High on sci-fi
48th annual Bubonicon focuses on rockets, robots and ray guns
Bubonicon is bringing back the three R’s.
Yes, that’s rockets, robots and ray guns. “The three R’s, as we call them — are the building blocks of a lot of early science fiction, and they still show up today,” says Chris Chrissinger, Bubonicon co-chair. “We might tend to call them spaceships or starships now, but they’re still rockets. Even if not cigarshaped.”
Chrissinger says there’s a certain appeal to those Chesley Bonestell rocket images that we see on pulp magazine covers and in films like “Rocketship X-M.”
Chrissinger and Caci Cooper co-chair the event, which takes place today and through Sunday, Aug. 28.
The guests of honor are fantasy authors Rachel Caine and David Gerrold.
The toastmaster will be Joe R. Lansdale. Lee Moyer is the guest artist, and Sid Gutierrez is the science speaker.
“It’s actually interesting that both our guests of honor and our toastmaster all have experience with Hollywood,” he says.

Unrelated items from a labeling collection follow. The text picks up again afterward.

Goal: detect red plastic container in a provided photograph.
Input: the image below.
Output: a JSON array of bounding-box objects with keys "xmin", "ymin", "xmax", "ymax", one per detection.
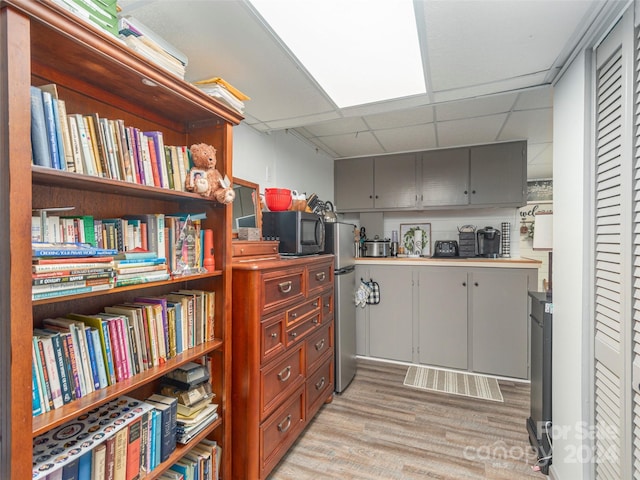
[{"xmin": 264, "ymin": 188, "xmax": 292, "ymax": 212}]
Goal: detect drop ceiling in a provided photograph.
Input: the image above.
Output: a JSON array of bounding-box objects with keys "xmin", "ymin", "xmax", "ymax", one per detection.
[{"xmin": 118, "ymin": 0, "xmax": 611, "ymax": 179}]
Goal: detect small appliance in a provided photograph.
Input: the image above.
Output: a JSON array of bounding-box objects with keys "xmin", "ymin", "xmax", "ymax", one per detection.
[
  {"xmin": 262, "ymin": 210, "xmax": 324, "ymax": 255},
  {"xmin": 433, "ymin": 240, "xmax": 458, "ymax": 257},
  {"xmin": 477, "ymin": 227, "xmax": 500, "ymax": 258}
]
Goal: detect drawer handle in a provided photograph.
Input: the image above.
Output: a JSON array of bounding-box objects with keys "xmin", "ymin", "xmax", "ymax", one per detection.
[
  {"xmin": 278, "ymin": 365, "xmax": 291, "ymax": 382},
  {"xmin": 278, "ymin": 414, "xmax": 291, "ymax": 433}
]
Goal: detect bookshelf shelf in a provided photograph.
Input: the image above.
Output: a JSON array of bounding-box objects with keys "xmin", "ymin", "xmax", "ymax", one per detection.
[
  {"xmin": 32, "ymin": 339, "xmax": 223, "ymax": 437},
  {"xmin": 0, "ymin": 0, "xmax": 242, "ymax": 480}
]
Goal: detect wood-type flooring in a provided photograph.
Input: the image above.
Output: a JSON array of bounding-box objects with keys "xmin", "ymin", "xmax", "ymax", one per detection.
[{"xmin": 268, "ymin": 360, "xmax": 547, "ymax": 480}]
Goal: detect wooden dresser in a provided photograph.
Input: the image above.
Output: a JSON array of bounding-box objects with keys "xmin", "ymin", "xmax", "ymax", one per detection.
[{"xmin": 231, "ymin": 255, "xmax": 334, "ymax": 480}]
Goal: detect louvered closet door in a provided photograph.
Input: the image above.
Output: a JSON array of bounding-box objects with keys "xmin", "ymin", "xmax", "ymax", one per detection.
[{"xmin": 585, "ymin": 13, "xmax": 637, "ymax": 480}]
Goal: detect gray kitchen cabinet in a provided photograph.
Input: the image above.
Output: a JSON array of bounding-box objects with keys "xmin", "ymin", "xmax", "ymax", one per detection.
[
  {"xmin": 469, "ymin": 141, "xmax": 527, "ymax": 206},
  {"xmin": 420, "ymin": 148, "xmax": 469, "ymax": 207},
  {"xmin": 356, "ymin": 265, "xmax": 414, "ymax": 362},
  {"xmin": 333, "ymin": 157, "xmax": 373, "ymax": 212},
  {"xmin": 418, "ymin": 267, "xmax": 468, "ymax": 370},
  {"xmin": 334, "ymin": 153, "xmax": 417, "ymax": 212},
  {"xmin": 469, "ymin": 268, "xmax": 538, "ymax": 378}
]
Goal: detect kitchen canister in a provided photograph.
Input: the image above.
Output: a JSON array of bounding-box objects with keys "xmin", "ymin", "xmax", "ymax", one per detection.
[{"xmin": 501, "ymin": 222, "xmax": 511, "ymax": 258}]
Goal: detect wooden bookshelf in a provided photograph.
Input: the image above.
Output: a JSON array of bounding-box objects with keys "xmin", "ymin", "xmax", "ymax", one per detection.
[{"xmin": 0, "ymin": 0, "xmax": 242, "ymax": 479}]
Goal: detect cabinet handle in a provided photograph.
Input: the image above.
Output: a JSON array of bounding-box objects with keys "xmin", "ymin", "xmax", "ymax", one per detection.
[
  {"xmin": 278, "ymin": 365, "xmax": 291, "ymax": 382},
  {"xmin": 278, "ymin": 414, "xmax": 291, "ymax": 433}
]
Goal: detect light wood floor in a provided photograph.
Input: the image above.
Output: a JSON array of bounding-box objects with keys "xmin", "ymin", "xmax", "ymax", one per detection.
[{"xmin": 269, "ymin": 360, "xmax": 546, "ymax": 480}]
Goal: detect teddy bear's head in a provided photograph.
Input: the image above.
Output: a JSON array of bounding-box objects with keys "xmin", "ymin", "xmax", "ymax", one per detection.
[{"xmin": 190, "ymin": 143, "xmax": 216, "ymax": 170}]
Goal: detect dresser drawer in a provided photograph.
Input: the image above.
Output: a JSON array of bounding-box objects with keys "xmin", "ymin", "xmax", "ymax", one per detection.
[
  {"xmin": 260, "ymin": 387, "xmax": 306, "ymax": 478},
  {"xmin": 307, "ymin": 322, "xmax": 333, "ymax": 374},
  {"xmin": 308, "ymin": 263, "xmax": 333, "ymax": 292},
  {"xmin": 307, "ymin": 355, "xmax": 333, "ymax": 418},
  {"xmin": 262, "ymin": 269, "xmax": 305, "ymax": 314},
  {"xmin": 285, "ymin": 312, "xmax": 320, "ymax": 347},
  {"xmin": 260, "ymin": 313, "xmax": 285, "ymax": 364},
  {"xmin": 287, "ymin": 297, "xmax": 320, "ymax": 328},
  {"xmin": 260, "ymin": 344, "xmax": 304, "ymax": 418}
]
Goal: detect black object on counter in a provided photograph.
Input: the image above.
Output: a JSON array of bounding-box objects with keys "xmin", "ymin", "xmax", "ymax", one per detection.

In fact, Caine’s “Morganville Vampires” was made into a web-based TV miniseries in 2014 for Felicia Day’s “Geek & Sundry.”
Meanwhile, Gerrold started his career when he barely was out of his teens — writing the episode “The Trouble with Tribbles” for the classic “Star Trek” series. He also wrote for the animated “Star Trek” series, “Star Trek: The Next Generation,” “Land of the Lost” and “Babylon 5.”
And Lansdale has seen his short stories, “Bubba Ho-Tep” and “Incident on and off a Mountain Road” turned into film adaptations. And in 2014, his novel “Cold in July” became a feature film.
“Right now, the Sundance Channel is doing “Hap and Leonard,” based on a couple of continuing characters from his East Texas gritty crime novels,” Chrissinger says.